27 de novembro

Por

Jénerson Alves*

Em 27.11.2020

Conheceram-se na faculdade. Ambos cursavam Letras, mas eram tão diferentes. Ela tinha uns gostos estranhos; ele nem gosto tinha. Ninguém entendia nem como podiam ser amigos. O aspecto sisudo dele era imutável. Não conhecia bom humor. Face grave, jeito sério, olhar frio. Ela era o oposto disso. Gestos abundantes, riso fácil, olhar meigo.

Ousada, certa noite, parou-o no corredor. Olhou-o nos olhos e disse:

– “E os olhos não choram.
E as mãos tecem apenas o rude trabalho.
E o coração está seco.”

Ele reconheceu os versos de Drummond. “Os ombros suportam o mundo”. Ele se reconhecia naqueles versos. Ninguém sabia quais eram as guerras que ele enfrentava. Nem ele esperava partilhá-las. Baixou os olhos, viu os pés da garota. Ele recitou o trecho final do poema:

– “Chegou um tempo em que não adianta morrer.
Chegou um tempo em que a vida é uma ordem.
A vida apenas, sem mistificação.”

Foi o suficiente para ela. A garota tomou-o pela mão direita. Ela usava um vestido hippie branco simples. E curto. Um colar de pedra artesanal. Cabelos soltos. Já ele, estava preso em uma roupa social. Ela o levou ao café. Não precisavam de sala de aula naquela noite. Ele olhou-a fixamente. Foi quando notou que ela não era apenas estranha, mas bonita. Estranhamente bonita. Ela só queria descobrir o segredo do rapaz misterioso. Ele disse que perdera o pai para o câncer há alguns meses. Havia deixado de rir desde então. Chamou para si a responsabilidade de dar força à mãe e aos irmãos.

Ela entendeu.

Por trás de tantas diferenças, perceberam a essência que os unia. Os dois tinham corações perdidos. E foi assim que se encontraram.

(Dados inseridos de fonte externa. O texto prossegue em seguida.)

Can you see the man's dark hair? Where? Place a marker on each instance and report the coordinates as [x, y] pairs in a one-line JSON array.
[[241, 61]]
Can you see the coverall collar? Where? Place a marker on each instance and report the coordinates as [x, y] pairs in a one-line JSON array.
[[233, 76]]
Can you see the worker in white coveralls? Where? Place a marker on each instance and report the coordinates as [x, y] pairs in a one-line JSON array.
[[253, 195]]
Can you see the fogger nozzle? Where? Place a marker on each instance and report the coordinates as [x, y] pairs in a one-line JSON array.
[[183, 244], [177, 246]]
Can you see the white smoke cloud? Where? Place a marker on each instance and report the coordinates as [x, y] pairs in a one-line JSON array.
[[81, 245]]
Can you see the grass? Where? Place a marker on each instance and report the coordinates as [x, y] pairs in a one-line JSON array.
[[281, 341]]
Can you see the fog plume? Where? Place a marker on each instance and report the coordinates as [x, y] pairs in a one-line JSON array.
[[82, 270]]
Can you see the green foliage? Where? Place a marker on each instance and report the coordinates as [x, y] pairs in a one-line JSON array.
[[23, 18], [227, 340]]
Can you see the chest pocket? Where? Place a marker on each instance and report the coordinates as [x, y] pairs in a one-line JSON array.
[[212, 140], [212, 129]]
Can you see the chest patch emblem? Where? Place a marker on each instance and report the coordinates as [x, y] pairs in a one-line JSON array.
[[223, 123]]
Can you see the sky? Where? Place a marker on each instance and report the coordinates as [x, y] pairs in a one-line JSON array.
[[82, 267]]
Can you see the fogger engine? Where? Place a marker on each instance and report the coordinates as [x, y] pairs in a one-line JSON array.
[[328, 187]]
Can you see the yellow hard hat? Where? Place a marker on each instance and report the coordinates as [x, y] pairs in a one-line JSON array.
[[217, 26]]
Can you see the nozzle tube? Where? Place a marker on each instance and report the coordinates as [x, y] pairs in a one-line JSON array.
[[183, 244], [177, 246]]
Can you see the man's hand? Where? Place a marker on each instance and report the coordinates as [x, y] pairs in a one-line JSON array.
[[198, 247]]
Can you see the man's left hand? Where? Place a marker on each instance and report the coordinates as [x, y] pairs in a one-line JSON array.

Terminado o café, ele ofereceu uma carona. Ela morava a alguns quarteirões da faculdade, mas aceitou. Pediu para que parasse o carro a poucos metros de casa. Não queria ouvir perguntas do pai sobre com quem viera. Meio sem se dar conta, ela desabafou:

– Tenho câncer. A gente descobriu na semana passada. Meu pai pensa somente que a morte está perto para mim. Eu penso no quanto ainda posso viver hoje. Acho que a vida não é tanto pela quantidade, é mais pela qualidade…

Foi então que os lábios macios da garota tocaram a face pálida do rapaz. Ele segurou por um momento. Foi inevitável. Como um ímã, os lábios se atraíram. E o carro foi o cenário da primeira noite de amor. Na despedida, uma lágrima escorreu pela face dele. E ele explicou:

“- Pois sabei que é por isso que assim ando:
Que é dos loucos somente e dos amantes
Na maior alegria andar chorando”.

 Ela sorriu. Também conhecia aqueles versos.

– Olavo Bilac é bem a tua cara! Só vocês têm emoções metrificadas!

Ele riu.

E por um momento a vida teve sentido. E aquela era uma noite de 27 de novembro. Uma sexta-feira.

*Jénerson Alves é jornalista e membro da Academia Caruaruense de Literatura de Cordel. Escreve às sextas-feiras.